Annan’s predecessor as UN Secretary-General was Egyptian scholar-diplomat, Boutros Boutros-Ghali, who held the post between 1992 and 1996, and died in 2016. While Annan was naturally calm and conciliatory, Boutros-Ghali was stubborn and studious; where Annan was a bureaucratic creature of the UN system, and lived mostly in Western capitals, Boutros-Ghali – a former professor – was the most intellectually accomplished Secretary-General in the history of the office and deeply steeped in African politics, having served as Egypt’s deputy foreign minister. Where Boutros-Ghali was arrogant and cerebral, Annan was affable and charming. Where Boutros-Ghali was seen by his staff as an aloof, pompous Pharaoh, Annan was regarded as an accessible, personable Prophet. He and his Swedish wife, Nane (he married her in 1984 after divorcing his first wife, Titi Alakija with whom he had a son, Kojo, and daughter, Ama), soon became regular New York socialites in contrast to the reclusive Boutros-Ghali.
Annan had studied at American institutions – Macalaster College and the Massachusetts Institute of Technology – and was effectively propelled into the top UN job by Washington. Astonishingly, he worked with the Americans as they plotted the removal of the first African Secretary-General, Boutros-Ghali. The Ghanaian thus never shook off the image among many Southern diplomats of being an American poodle. Before becoming Secretary-General, Annan had served as UN Undersecretary-General for Peacekeeping under Boutros-Ghali in a period that saw monumental blunders in Bosnia and Rwanda which did great damage to the UN’s and his own personal reputation.

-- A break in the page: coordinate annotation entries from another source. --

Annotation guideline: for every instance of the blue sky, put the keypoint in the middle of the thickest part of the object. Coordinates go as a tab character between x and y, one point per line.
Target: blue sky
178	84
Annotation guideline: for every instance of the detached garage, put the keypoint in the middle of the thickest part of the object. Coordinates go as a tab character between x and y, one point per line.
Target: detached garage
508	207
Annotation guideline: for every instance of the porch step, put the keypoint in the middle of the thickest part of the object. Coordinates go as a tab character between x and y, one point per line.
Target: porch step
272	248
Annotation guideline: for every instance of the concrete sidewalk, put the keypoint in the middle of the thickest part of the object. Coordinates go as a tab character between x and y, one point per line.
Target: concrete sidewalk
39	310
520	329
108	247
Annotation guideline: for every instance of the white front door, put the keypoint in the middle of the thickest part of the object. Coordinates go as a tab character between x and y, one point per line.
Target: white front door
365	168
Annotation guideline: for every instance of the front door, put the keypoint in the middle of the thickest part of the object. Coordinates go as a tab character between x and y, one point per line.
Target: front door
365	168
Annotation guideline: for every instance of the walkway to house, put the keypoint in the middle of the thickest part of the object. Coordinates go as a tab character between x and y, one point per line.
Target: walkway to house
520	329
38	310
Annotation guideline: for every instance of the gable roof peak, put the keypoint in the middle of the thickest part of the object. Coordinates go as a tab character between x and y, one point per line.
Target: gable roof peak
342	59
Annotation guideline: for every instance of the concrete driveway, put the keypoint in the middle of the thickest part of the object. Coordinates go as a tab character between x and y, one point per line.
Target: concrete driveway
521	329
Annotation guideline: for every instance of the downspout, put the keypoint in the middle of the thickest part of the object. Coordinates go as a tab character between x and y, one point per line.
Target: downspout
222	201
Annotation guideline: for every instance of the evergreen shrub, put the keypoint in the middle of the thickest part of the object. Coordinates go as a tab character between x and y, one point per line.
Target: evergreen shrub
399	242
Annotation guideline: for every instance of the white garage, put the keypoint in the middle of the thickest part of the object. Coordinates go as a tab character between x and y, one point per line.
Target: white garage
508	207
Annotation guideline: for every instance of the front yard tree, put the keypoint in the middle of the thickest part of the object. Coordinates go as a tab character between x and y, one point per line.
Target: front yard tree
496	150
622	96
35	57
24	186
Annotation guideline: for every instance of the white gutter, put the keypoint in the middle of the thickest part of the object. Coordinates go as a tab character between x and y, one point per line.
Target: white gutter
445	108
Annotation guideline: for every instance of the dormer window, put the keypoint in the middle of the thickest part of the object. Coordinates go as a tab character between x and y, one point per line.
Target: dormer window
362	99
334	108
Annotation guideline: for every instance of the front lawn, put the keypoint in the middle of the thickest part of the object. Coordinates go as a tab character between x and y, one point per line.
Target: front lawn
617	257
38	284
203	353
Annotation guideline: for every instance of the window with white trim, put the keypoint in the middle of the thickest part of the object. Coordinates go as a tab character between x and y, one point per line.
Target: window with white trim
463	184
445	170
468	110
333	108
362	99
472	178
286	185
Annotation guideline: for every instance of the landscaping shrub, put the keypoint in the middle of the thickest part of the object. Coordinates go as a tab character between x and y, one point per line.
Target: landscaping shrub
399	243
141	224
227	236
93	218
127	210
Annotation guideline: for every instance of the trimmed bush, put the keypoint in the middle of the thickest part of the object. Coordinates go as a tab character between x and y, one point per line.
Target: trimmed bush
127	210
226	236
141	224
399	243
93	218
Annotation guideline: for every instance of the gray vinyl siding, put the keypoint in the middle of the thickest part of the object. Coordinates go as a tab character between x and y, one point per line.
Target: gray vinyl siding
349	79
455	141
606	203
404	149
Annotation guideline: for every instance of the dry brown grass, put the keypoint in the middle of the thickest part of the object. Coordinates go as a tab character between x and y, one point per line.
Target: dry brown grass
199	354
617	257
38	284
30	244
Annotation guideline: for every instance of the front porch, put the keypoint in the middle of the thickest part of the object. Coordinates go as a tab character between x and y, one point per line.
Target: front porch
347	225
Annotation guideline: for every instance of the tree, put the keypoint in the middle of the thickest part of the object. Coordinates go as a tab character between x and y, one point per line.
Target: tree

Independent reports in 1999 criticised Annan and his officials for a lack of courage in both failures.
The genocide in Rwanda in which 800,000 people perished, in particular, appeared to have personally scarred Annan, and dogged his historical legacy. Perhaps as a result of a sense of guilt from both debacles; as UN Secretary-General, he consistently championed “humanitarian intervention.” Many leaders in the global South, however, criticised Annan’s promotion of an idea that they saw as potentially allowing powerful states to launch self-interested interventions. These concerns appeared to have been confirmed by the widely condemned American-led invasion of Iraq in 2003, launched without UN Security Council approval.
Annan’s 2005 reform efforts established an ineffectual Peace-building Commission, a still contentious Human Rights Council, and the concept of the “responsibility to protect” which was widely seen to have been manipulated by Paris, London, and Washington to launch a “regime change” intervention in Libya in 2011. Annan’s reforms of the UN bureaucracy were methodical rather than revolutionary, continuing the reduction of staff began under his predecessor and initiating efforts at better coordination among UN departments. The Ghanaian was, however, accused of serious management failures in the “Oil-for Food” programme in Iraq. Annan’s troubled final years in office saw him rendered a lame duck by the U.S., the country that had done the most to anoint him Secretary-General. He finally and painfully discovered the ancient wisdom: that one needs a long spoon to sup with the devil.
Prof. Adebajo is director, Institute for Pan-African Thought and Conversation, University of Johannesburg, South Africa.